What’s up with this National Football League season, now firmly underway? If I knew I’d tell you, but I don’t. What I do know is that the “experts” (note the quote marks) have been wrong, as usual. If I said I knew that would make me an expert, and I’d be wrong, too.
One needn’t look past the standings to make that point. The team that went into the campaign as a Super Bowl favorite as a result of last season’s performance and between-seasons maneuverings was the Philadelphia Eagles. They seemed so well put together someone labeled them the “Dream Team.” Now they are 3-4 in the lost-won column and tied for last in their division.
Ditto, almost, for the New York Jets. Widely picked to finally recapture Namath-era glory, they are having trouble on both sides of the ball and trail both New England and Buffalo in the AFC East. The Atlanta Falcons, tabbed as the up-and-comer on the NFC side, are having similar difficulties gaining traction
Wronger yet have been the experts’ assessments of the likely affects of the owners’ lockout that suspended team activities from last March through July. The talking heads on ESPN and elsewhere unanimously decreed that that period of enforced idleness would weigh heaviest on rookie players and teams with new coaches seeking to install their “systems.” The mavens further intimated that without the endless string of rookie camps, mini-camps and “voluntary” workouts teams use to keep their charges busy during the off-season, the oh-so-sophisticated game would fall into a general state of disorganization.

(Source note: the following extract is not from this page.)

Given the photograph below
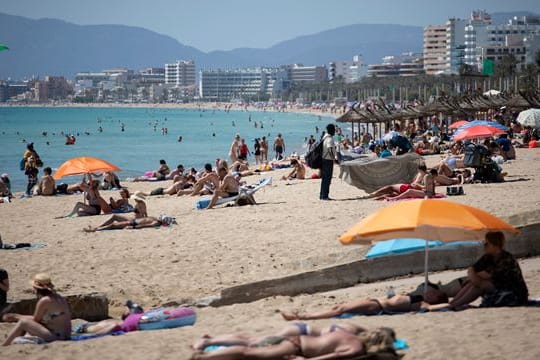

Regarding the latter, the football still looks like football to me. Regarding the former, the best “stories” of the current season have been the revival of the San Francisco 49ers under first-year-head-coach Jim Harbaugh and the excellent play of Cam Newton, the rookie quarterback of the Carolina Panthers.
It’s noteworthy that Harbaugh, who’d spent the big majority of his previous coaching career in the collegiate ranks, easily is the least experienced of the league’s eight new head coaches, and that Newton, with only two full college seasons as a starter under his belt (one of them at a junior college!) is the rookiest of the rookie QBs. Obviously, some guys just know how to coach or play football.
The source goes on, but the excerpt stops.